Soziologie - Sonstiges

Leseprobe

Der Mensch als Klient -

Gedanken zur Konstruktion klienteler Identitäten

„Klienten sind und bleiben zu einem nicht geringen Anteil Objekt professionellen Entscheidens. Umgekehrt sind Professionelle nicht (oder nicht nur) die objektiv urteilenden Experten im Hilfeprozess, sondern in erster Linie Konstrukteure einer klientelen Identität, für die eine entsprechende Blaupause immer schon existiert“ (Messmer & Hitzler, 2007, S. 70).

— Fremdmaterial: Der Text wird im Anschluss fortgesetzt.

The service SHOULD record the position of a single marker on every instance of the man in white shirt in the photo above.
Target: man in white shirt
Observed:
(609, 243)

Die Haltung, Klienten würden erst in Interaktionen mit Professionellen durch selbige geformt und konstruiert werden, schafft meines Erachtens eine Basis, von der aus defizitorientiertes Denken und Handeln in Hilfeplanprozessen gestärkt wird. Partizipation von Adressaten im Sinne einer aktiven Teilnahme an Entscheidungsfindungen kann unter diesen Bedingungen kaum gedacht, geschweige denn umgesetzt werden.

Dass Mitbestimmung der Adressaten grundsätzlich eine Herausforderung darstellt, wird hier nicht bestritten. Doch mir stellt sich die Frage, ob ein anderer Zugang, ein anderer gedanklicher Ausgangspunkt für die lebensweltorientierte Zusammenarbeit zwischen Professionellen und Adressaten von Vorteil sein könnte, insbesondere im Hinblick auf die Gestaltung von Hilfeplangesprächen- und Prozessen. Mein gedanklicher Ansatz diesbezüglich lautet: Der Mensch als Fall produziert selbst seine* „klientele Identität“. Zwar findet dies zumeist im Rahmen besonderer, prägender, zwingender Umstände statt und es bleibt zu diskutieren, inwieweit es Adressaten sozialer Arbeit möglich ist sich bestimmten formenden Einflüssen und Entwicklungen zu entziehen, die sozialpädagogisches Handeln letztlich notwendig machen, doch in jedem Fall kann die Entwicklung hin zur Klientenidentität weder als rein zufälliger Prozess definiert werden, der seitens der Adressaten durch Passivität gekennzeichnet ist, noch findet er meines Erachtens erst in Interaktionen durch sozialpädagogische Professionellen statt, sondern geht diesen voraus.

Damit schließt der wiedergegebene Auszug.